Polanski, l’affare Dreyfus specchio dell’attualità. In autunno le riprese

Polanski girerà un film sull’Affare Dreyfus. Le riprese cominceranno in autunno a Parigi.


Al fianco del regista troveremo lo sceneggiatore di The ghost writer Robert Harris e i produttori Robert Benmussa e Alain Sarde. I casting sono in corso.
L’affare Dreyfus è considerato uno dei più sensazionali scandali politici di sempre, una delle sviste giudiziarie più clamorose, ricordata dalla storia anche per il J’accuse! di Émile Zola nella celebre lettera indirizzata al presidente della Repubblica francese Félix Faure. Nel dicembre del 1894, il capitano Alfred Dreyfus – uno dei pochi ufficiali ebrei dello stato maggiore dell’esercito francese – fu sottoposto a corte marziale dopo essere stato accusato di passare informazioni segrete ai tedeschi. Fu condannato al carcere a vita e inviato all’isola del Diavolo. Tuttavia, il colonnello Georges Picquart, nuovo capo dell’ufficio informazioni dello stato maggiore a poco a poco cominciò a capire che il vero traditore era ancora in libertà. I suoi sforzi per dimostrare la sua teoria lo portarono a scontrarsi con i suoi superiori, e anche lui finì stato incastrato per crimini che non aveva commesso.
Dreyfus, alla fine fu scagionato da tutte le accuse, ma solo dopo 12 anni.
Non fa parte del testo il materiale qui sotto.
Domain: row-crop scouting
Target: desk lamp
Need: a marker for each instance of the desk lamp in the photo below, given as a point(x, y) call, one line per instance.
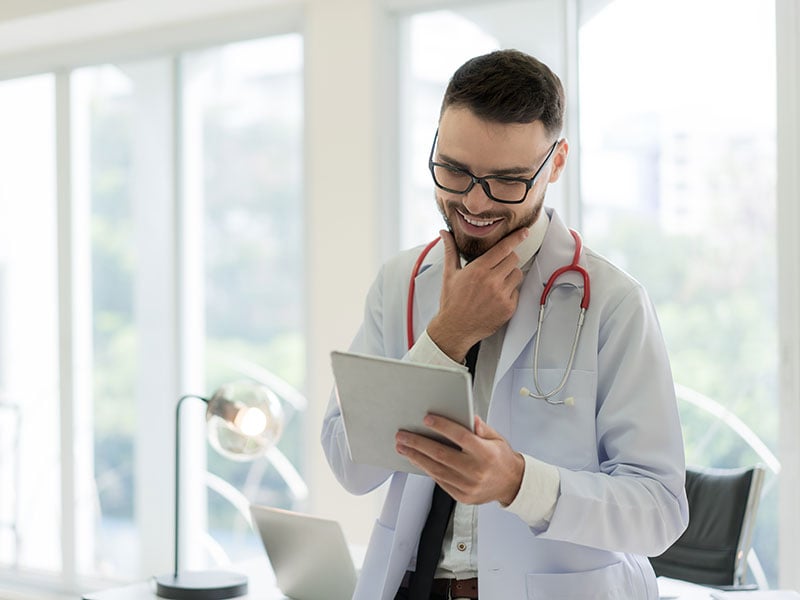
point(244, 420)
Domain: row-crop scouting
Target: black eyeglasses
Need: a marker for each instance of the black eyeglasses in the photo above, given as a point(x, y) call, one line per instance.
point(500, 188)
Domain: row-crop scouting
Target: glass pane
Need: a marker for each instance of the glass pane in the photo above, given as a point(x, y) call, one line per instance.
point(244, 186)
point(120, 146)
point(428, 59)
point(30, 492)
point(678, 176)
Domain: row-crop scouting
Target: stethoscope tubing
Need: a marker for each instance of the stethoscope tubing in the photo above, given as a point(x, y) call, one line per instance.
point(574, 267)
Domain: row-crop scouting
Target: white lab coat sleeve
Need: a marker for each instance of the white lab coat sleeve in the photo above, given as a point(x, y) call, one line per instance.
point(538, 493)
point(636, 502)
point(356, 478)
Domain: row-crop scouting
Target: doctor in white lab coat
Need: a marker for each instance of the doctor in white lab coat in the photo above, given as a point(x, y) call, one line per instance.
point(605, 472)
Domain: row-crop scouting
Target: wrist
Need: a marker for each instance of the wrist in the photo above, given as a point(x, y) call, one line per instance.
point(449, 341)
point(515, 480)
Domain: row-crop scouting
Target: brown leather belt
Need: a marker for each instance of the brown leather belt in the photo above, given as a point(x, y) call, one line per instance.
point(450, 588)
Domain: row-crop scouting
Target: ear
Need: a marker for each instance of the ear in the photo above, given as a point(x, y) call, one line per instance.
point(559, 160)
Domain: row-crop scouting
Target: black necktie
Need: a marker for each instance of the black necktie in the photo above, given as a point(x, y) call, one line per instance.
point(432, 536)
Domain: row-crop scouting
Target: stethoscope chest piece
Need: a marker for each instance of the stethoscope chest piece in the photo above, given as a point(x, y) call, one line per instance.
point(548, 397)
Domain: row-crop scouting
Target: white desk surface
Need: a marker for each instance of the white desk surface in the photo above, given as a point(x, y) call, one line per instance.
point(262, 587)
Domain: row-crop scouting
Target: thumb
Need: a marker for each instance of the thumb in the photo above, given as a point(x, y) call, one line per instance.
point(483, 430)
point(451, 258)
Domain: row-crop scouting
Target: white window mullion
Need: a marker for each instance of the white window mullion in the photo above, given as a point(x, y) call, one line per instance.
point(788, 191)
point(66, 326)
point(154, 313)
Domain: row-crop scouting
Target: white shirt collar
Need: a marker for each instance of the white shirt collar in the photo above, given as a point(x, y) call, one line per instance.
point(530, 245)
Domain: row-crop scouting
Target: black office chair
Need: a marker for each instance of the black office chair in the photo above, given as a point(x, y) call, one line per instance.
point(722, 511)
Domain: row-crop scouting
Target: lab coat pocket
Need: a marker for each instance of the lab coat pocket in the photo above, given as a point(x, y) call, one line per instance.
point(607, 583)
point(561, 432)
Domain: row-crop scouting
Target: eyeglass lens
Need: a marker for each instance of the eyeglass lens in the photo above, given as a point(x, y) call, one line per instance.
point(459, 182)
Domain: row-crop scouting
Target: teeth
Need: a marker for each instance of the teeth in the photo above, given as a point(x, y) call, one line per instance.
point(479, 223)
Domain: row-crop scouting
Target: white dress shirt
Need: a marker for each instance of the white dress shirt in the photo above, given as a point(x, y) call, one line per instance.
point(538, 493)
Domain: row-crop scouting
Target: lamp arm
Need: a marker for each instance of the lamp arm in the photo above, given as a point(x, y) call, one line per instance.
point(178, 472)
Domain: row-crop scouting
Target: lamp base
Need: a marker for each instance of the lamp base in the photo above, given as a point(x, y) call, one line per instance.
point(201, 585)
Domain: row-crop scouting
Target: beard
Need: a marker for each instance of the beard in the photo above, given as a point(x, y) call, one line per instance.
point(471, 248)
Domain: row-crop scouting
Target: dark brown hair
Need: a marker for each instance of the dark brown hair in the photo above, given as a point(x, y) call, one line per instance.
point(508, 86)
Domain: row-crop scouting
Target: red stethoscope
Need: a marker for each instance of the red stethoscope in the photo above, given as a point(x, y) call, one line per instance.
point(573, 266)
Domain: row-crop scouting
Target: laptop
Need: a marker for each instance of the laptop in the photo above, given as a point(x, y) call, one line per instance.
point(309, 555)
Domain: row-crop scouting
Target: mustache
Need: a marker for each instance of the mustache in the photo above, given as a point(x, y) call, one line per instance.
point(456, 206)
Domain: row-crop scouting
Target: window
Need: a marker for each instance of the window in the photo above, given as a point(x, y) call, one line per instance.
point(242, 131)
point(30, 449)
point(678, 154)
point(186, 229)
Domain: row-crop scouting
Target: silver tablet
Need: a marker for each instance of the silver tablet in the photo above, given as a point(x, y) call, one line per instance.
point(379, 396)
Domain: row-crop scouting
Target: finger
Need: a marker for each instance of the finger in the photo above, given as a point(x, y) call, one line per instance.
point(429, 454)
point(451, 258)
point(485, 431)
point(504, 247)
point(455, 432)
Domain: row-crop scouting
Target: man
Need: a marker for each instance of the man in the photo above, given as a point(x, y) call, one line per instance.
point(561, 492)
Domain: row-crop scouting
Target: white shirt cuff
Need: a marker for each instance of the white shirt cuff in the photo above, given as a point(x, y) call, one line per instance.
point(426, 351)
point(538, 493)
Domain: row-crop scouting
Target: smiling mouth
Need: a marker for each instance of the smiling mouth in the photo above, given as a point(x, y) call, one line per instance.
point(478, 222)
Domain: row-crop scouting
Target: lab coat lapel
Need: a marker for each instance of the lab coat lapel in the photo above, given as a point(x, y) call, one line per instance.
point(556, 251)
point(428, 288)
Ho sempre voluto fare un film su l’affare Dreyfus, trattandolo non come un dramma in costume, ma come una spy story“, ha detto Polanski annunciando il progetto.

In questo modo si può dimostrare la sua assoluta assonanza con ciò che sta accadendo nel mondo di oggil’antico spettacolo della caccia alle streghe su gruppi di minoranza, la paranoia della sicurezza, i tribunali militari segreti, le agenzie d’intelligence fuori d’ogni controllo, la copertura governativa e una stampa rabbiosa”. Brutti tempi, ieri. E anche oggi.